Let's take a look CRC-16/CCITT-FALSE. That one has an initial value that is not zero, but still has RefIn and RefOut as false, like CRC-16/BUYPASS. To compute the CRC-16/CCITT-FALSE on your data, you exclusive-or the first 16 bits of your data with the Init value of 0xffff. That gives fe ef C0 03 00 01. Now do what you know on that, but with the polynomial 0x11021. You will get what is in the table, 0xb53f.

Now you know how to apply Init. The next step is dealing with RefIn and RefOut being true. We'll use CRC-16/ARC as an example. RefIn means that we reflect the bits in each byte of input. RefOut means that we reflect the bits of the remainder. The input message is then: 80 08 03 c0 00 80. Dividing by the polynomial 0x18005 we get 0xb34b. Now we reflect all of those bits (not in each byte, but all 16 bits), and we get 0xd2cd. That is what you see as the result in the table.
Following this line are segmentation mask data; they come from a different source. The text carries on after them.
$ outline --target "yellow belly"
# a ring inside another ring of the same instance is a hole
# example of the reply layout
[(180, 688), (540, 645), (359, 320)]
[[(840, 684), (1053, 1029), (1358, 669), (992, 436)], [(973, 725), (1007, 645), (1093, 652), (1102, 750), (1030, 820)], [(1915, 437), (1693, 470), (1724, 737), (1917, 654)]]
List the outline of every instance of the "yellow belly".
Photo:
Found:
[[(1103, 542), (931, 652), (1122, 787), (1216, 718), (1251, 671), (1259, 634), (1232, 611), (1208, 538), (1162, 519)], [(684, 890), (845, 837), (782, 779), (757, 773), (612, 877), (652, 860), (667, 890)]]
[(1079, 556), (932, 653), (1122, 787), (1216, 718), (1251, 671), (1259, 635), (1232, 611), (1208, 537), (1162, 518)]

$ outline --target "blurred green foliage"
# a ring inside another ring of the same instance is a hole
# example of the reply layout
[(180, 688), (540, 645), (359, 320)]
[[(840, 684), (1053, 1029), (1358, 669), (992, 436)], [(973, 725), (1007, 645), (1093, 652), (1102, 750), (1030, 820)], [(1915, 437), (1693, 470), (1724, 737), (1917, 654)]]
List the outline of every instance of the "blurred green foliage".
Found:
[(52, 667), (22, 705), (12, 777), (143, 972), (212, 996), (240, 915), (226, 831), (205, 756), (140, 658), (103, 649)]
We now have what we need to compute CRC-16/MODBUS, which has both a non-zero Init value (0xffff) and RefIn and RefOut as true. We start with the message with the bits in each byte reflected and the first 16 bits inverted. That is 7f f7 03 c0 00 80. Divide by 0x18005 and you get the remainder 0xb393. Reflect those bits and we get 0xc9cd, the expected result.

The exclusive-or of Init is applied after the reflection, which you can verify using CRC-16/RIELLO in that table.